The Meeting Canoe template represents a conversation a group has during the course of a meeting, no matter the length. The conversation starts with the welcome. A good welcome helps people make the transition from the world outside the meeting to the world inside the meeting. It’s similar to the entryway in your house or apartment that helps people make the transitionfrom the outside world into your home. We spend time creating a welcoming environment because productive meetings are rooted in safety. Creating a safe-enough environment to do the meeting’s work begins with a good welcome.

Having created a welcoming environment, you next connect people to each other and the task. This is important on two levels. Personal connection builds the trust necessary to do the work, and connection to the task unleashes energy. These first two sections of the Meeting Canoe—welcome and connect people to each other and the task—build the foundation for effective work during the meeting (Lieberman 2013).

Next you discover the way things are. This is the first action step. Meeting participants come to the meeting with varying understandings of the reality they are addressing. In this step, they build a shared understanding of the reality they are facing.

When you elicit people’s dreams, you ask meeting participants to imagine their preferred future. In this step, you conceive of a future worth having. Opportunities emerge that were not present before.

These two parts of the conversation, discover the way things are and elicit people’s dreams, contain great power. That is why they represent the widest part of the Meeting Canoe. At the widest point, the most options are present. When you are clear about the way things are and you are clear about the future you want to create, you literally see things you didn’t see before (Fritz 1999).

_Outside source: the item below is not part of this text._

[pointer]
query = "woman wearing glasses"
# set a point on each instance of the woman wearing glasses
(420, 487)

Have you ever noticed that when you are about to purchase a new car, you see the car you would like to purchase everywhere? Those cars have always been out there. However, when you are clear about the way things are—your car no longerworks or you are tired of your current car, and you know that you want a new car—your brain lets in new information. That is why you see the car you want to purchase everywhere.

Spending time discovering the way things are and eliciting people’s dreams provides a rich menu of choices for the group. Rushing these two steps shortchanges the group. Spending too much time wears the group down. If you focus only on discovering the way things are, the group loses energy because the task seems overwhelming. If you focus only on your dreams, it is easy to become Pollyannaish. Energy builds toward completion when you are clear about the way things are and you know the future you want to create.

Having created a rich menu of possibilities, you must now decide. There are many ways to make decisions in groups. We’ll talk more about this in chapter 7. The most important point about this part of the conversation is to be clear about the decision-making method you will use. Nothing is worse in a meeting than to think you were participating in a group decision-making process and then find out that the decision was predetermined.

When the group makes a decision, it reaches a fork in the road. The act of deciding eliminates some options and opens up other options for how you will implement the decision you have reached.

The last stage of the conversation is to attend to the end. Many meetings rush or overlook this part. A good ending is a new beginning. It builds energy for future actions. Attending to the end gives people a clear understanding of the decisions reached and identifies next steps, thus serving as a springboard for the future.